Ciel!” il grido infantile risuonò per il prato.

Con un poco di sforzo la bambina si sollevò da terra, ricominciando a correre come se non fosse appena inciampata, un piccolo fiore - rosa come il suo cerchietto, elegantemente posato sui capelli biondi – ben stretto tra le mani.

Lizzy aveva sempre amato la primavera: il sole che la scaldava senza scottarla, l'erba verde smeraldo, il solletico che essa le provocava sulle caviglie che i suoi graziosi vestitini non riuscivano mai a coprire del tutto, i giochi all'aperto con Ciel nel lussureggiante giardino di Villa Phantomhive e il soffice pelo nero di Sebastian tra le sue piccole mani.

“Ciel, guarda che ti prendo!” gridò nuovamente, ridendo, al suo promesso sposo.

Il bambino, che aveva ormai superato la bambina, si girò per un attimo rallentando la frenetica fuga dalla cugina. Improvvisamente le lanciò uno di quei suoi sguardi di sfida che, ogni singola volta, Lizzy, nonostante avesse solo otto anni, non poteva che giudicare degni di un vero nobile. Del conte che un giorno sarebbe stato suo marito.

Se c'era una cosa che Lizzy amava ancora di più della primavera - dei caldi raggi del sole, del solletico sulle caviglie – era indubbiamente lo sguardo celeste del cugino.

Ciel aveva gli occhi di sua madre, Rachel. Grandi, azzurri e colmi di allegria, come un limpido cielo estivo; nessuna grigia nube di malinconia o disillusione velava quello sguardo color del mare. La bambina aveva sempre pensato che quei due zaffiri potessero far concorrenza agli scintillanti diamanti che la regina usava indossare nelle occasioni importanti, spengere i bagliori dei rubini che sempre pendevano dalle orecchie di sua zia Angelina, tener testa a quelli dei principi delle fiabe che tanto amava ascoltare e nelle quali credeva fermamente.

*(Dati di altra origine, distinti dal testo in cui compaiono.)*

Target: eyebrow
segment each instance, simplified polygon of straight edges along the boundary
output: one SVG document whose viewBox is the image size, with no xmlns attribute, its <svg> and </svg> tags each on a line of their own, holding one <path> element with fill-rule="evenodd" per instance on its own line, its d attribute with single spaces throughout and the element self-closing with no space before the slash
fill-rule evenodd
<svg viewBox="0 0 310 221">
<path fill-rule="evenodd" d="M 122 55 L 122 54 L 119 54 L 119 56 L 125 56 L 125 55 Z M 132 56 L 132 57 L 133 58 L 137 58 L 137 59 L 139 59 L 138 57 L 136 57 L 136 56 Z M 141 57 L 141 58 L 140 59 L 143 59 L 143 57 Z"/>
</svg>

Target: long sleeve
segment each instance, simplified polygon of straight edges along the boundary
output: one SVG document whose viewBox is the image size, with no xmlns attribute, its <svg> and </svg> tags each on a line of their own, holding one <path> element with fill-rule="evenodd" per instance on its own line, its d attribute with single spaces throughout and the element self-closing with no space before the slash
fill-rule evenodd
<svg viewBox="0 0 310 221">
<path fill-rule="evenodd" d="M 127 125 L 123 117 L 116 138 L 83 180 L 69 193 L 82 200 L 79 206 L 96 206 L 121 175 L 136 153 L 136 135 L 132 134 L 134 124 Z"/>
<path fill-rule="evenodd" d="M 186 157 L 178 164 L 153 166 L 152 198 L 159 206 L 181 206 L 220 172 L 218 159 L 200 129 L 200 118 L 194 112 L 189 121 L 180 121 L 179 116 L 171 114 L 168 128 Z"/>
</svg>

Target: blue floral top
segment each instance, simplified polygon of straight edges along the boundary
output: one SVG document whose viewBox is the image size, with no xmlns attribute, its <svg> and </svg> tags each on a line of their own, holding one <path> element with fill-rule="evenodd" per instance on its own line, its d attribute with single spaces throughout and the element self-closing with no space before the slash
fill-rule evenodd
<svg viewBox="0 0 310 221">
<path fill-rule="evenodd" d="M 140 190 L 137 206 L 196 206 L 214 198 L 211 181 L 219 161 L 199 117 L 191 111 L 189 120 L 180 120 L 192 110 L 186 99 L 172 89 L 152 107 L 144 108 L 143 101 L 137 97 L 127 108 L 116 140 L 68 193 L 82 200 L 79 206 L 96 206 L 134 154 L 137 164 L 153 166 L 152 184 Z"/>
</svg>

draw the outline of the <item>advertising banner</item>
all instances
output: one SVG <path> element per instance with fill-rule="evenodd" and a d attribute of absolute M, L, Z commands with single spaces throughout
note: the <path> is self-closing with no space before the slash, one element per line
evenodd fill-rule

In quel momento, però, quello sguardo non fece altro che spingerla a correre ancora più veloce per raggiungere il suo sfidante. Le gambe le facevano male, i pizzi della gonna si erano sicuramente sporcati di terra, ma lei non se ne curava, fintanto che la sagoma di Ciel si faceva sempre più vicina. Era quasi riuscita a toccarlo, ad assaporare la vittoria, quando il cugino si fermò all'improvviso, un sorrisetto malandrino stampato in faccia. La bambina provò a frenare prima che accadesse l'inevitabile, ma fu inutile.

Le scarpette rosa, così inadatte alla corsa, scivolarono sul prato, facendola inciampare e cadere rovinosamente addosso al moro.

Si ritrovarono faccia a faccia, uno nelle braccia dell'altro; lei era più alta di lui: dovette abbassare leggermente lo sguardo per incontrare gli occhi dell'altro. Vi fu un momento di silenzio. Lizzy avrebbe voluto scusarsi, piangere per il suo vestitino nuovo rovinato e tornare in fretta da sua madre, ma il cugino non le diede tempo.

Improvvisamente Ciel scoppiò in una squillante risata che, in breve, contagiò anche lei.

Era primavera, il sole le scaldava la pelle e il pizzo del suo vestitino era tutto sporco.

Ma Ciel sorrideva.

E questo le bastava.

***

Ciel...” un sussurro così basso da essere ignorato persino dal vento.

La giovane donna si accomodò meglio sulla coperta che il maggiordomo, Sebastian, si era premurato di stendere sul prato, in modo che lei non dovesse entrare in diretto contatto con il manto erboso. Il lungo e signorile vestito verde scuro che indossava era bello quanto pesante, per cui fu costretta a farsi più volte aria con il ventaglio nero che si era portata dietro. Una rosa rosso sangue, fresca di fioritura, le adornava i capelli biondi che da tanto tempo non teneva più legati.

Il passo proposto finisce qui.